Le gouvernement table sur un retour à l’équilibre dans environ 5 ans. D’ici 2014-2015, le gouvernment voit ses recettes atteindre 296 milliards. Une augmentation de 63 milliards sur les revenus réels de 2008-2009. Ainsi le gouvernement, selon leur pronostic arriverait à un déficit de seulement 1.8 milliard sur une dette totale de 622 milliards. En 2008-2009, la dette d’élevait à 463.7 milliards et le déficit 5.8 milliards.
Le plan d’action poursuit sa route et , bien sûr, ce budget comporte une multitude de programmes peu coûteux. Tous les budgets en comportent et ils sont nécessaires pour combler des besoins changeants de la population et du secteur des affaires. Pour ce qui est du retour graduel vers l’équilibre, les défis sont grands, surtout dans la recherche d’une plus grande efficacité de l’appareil gouvernemental. Cependant, pour l’instant, il y a peu de raisons de croire que l’objectif ne sera pas atteint.

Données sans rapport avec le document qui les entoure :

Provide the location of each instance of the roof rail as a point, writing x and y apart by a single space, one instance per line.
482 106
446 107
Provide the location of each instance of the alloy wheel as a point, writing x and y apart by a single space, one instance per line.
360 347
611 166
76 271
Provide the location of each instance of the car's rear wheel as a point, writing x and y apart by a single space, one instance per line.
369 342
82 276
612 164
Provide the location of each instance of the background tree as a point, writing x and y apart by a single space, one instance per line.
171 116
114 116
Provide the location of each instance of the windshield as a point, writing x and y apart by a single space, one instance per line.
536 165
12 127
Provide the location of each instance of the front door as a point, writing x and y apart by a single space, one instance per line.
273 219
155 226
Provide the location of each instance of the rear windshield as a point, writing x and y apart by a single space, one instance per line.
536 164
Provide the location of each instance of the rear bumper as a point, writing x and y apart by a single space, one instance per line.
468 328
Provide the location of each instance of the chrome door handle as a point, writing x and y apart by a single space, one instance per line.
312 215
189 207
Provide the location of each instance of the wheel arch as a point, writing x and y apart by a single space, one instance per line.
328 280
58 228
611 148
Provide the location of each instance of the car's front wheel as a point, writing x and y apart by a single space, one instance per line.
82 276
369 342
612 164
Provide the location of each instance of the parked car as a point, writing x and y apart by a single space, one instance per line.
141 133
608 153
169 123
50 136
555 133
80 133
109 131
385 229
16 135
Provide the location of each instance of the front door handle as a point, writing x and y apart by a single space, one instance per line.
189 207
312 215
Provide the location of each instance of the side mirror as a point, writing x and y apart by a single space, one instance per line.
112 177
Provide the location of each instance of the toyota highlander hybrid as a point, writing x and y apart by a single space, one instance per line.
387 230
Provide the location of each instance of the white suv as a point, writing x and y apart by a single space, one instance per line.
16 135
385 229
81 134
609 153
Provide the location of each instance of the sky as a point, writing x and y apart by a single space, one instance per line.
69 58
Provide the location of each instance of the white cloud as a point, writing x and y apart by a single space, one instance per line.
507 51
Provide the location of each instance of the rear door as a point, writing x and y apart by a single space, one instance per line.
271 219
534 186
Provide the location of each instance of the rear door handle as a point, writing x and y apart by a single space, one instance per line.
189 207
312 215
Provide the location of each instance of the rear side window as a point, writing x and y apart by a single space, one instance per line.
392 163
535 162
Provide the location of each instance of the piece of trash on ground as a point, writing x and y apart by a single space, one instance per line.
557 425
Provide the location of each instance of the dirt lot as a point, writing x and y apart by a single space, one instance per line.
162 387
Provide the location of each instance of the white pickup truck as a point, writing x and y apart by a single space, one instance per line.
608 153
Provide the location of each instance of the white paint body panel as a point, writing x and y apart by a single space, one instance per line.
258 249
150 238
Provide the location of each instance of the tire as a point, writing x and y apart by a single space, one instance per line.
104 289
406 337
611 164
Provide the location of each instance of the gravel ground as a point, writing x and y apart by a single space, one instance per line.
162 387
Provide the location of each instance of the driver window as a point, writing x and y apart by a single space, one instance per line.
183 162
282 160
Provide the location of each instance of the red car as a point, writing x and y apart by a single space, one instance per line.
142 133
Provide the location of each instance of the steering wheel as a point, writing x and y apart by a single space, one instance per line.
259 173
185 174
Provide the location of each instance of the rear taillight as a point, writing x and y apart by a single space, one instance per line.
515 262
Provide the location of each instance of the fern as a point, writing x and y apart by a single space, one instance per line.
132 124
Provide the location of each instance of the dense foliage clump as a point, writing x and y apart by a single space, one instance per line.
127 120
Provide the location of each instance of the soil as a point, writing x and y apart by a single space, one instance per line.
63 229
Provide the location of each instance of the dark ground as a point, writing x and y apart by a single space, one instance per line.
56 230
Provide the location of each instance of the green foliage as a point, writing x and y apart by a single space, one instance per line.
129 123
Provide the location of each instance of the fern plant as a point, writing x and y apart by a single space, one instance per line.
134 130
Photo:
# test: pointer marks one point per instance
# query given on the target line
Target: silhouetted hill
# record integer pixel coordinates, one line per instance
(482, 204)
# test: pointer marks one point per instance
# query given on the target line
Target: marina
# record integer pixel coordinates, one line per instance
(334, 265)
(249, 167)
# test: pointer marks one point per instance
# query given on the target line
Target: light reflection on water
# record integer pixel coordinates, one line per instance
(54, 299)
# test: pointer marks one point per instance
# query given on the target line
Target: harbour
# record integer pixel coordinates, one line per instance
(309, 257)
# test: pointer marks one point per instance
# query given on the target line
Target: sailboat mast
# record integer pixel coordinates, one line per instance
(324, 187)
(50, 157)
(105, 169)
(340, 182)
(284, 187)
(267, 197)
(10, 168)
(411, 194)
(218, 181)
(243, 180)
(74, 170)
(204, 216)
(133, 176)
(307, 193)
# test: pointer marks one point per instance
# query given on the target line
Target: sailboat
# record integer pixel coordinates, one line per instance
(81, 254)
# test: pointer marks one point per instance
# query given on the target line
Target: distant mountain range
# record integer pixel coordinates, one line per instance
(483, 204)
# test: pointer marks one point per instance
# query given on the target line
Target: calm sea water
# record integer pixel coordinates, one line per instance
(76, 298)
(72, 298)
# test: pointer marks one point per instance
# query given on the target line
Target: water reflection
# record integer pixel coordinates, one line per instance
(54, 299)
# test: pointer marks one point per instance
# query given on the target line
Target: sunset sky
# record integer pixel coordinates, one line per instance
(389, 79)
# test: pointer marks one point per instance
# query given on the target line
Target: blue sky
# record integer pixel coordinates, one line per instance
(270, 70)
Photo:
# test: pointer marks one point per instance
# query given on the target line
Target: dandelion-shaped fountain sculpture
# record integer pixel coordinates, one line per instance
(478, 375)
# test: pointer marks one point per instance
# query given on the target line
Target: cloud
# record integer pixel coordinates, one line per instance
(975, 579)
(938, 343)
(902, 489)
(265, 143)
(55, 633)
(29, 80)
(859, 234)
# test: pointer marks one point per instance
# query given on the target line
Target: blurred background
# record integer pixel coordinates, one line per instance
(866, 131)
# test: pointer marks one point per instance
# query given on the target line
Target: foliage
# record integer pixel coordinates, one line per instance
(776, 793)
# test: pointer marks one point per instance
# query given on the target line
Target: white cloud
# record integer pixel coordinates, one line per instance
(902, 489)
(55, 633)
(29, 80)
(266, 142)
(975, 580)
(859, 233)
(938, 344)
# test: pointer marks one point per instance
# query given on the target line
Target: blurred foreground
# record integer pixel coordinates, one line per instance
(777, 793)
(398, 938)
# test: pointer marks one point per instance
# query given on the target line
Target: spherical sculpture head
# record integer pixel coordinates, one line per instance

Le gouvernement semble avoir réussi à répondre aux principales attentes des analystes et des marchés financiers. Le
plan de retour à l’équilibre s’est précisé avec des mesures d’économie qui seront de l’ordre de 17,6 milliards au cours des cinq prochaines années. Les hypothèses formulées à propos des revenus sont plausibles.
Quant aux dépenses, si le gouvernement suit à la lettre les mesures d’économie suggérées dans le budget, il faudra admettre que le pari du retour graduel à l’équilibre budgétaire au cours des prochaines années aura été gagné. Cependant, il ne faut pas oublier que la dette fédérale calculée par les déficits accumulés s’élèvera alors à 622 milliards soit une augmentation de 36 % avant la crise financière.
Cette crise aura coûté cher aux Canadiens, et il faudra un jour ou l’autre établir un plan de remboursement ou de diminution de l’endettement au pays afin de conserver les acquis obtenus grâce à l’assainissement des finances publiques effectué avant la récession.
De plus, même si la situation économique s’est grandement améliorée et que les marchés financiers ont retrouvé un
rythme de fonctionnement plus normal, de nombreuses incertitudes demeurent. Le retour graduel à l’équilibre s’étend sur une longue période et plusieurs événements imprévus pourront survenir, d’autant plus que le vieillissement de la population mettra davantage de pressions sur les finances publiques en général. La partie n’est pas gagnée. Cet environnement demandera encore des sacrifices pour la population canadienne et représente,sans aucun doute, pour plusieurs années un défi de taille!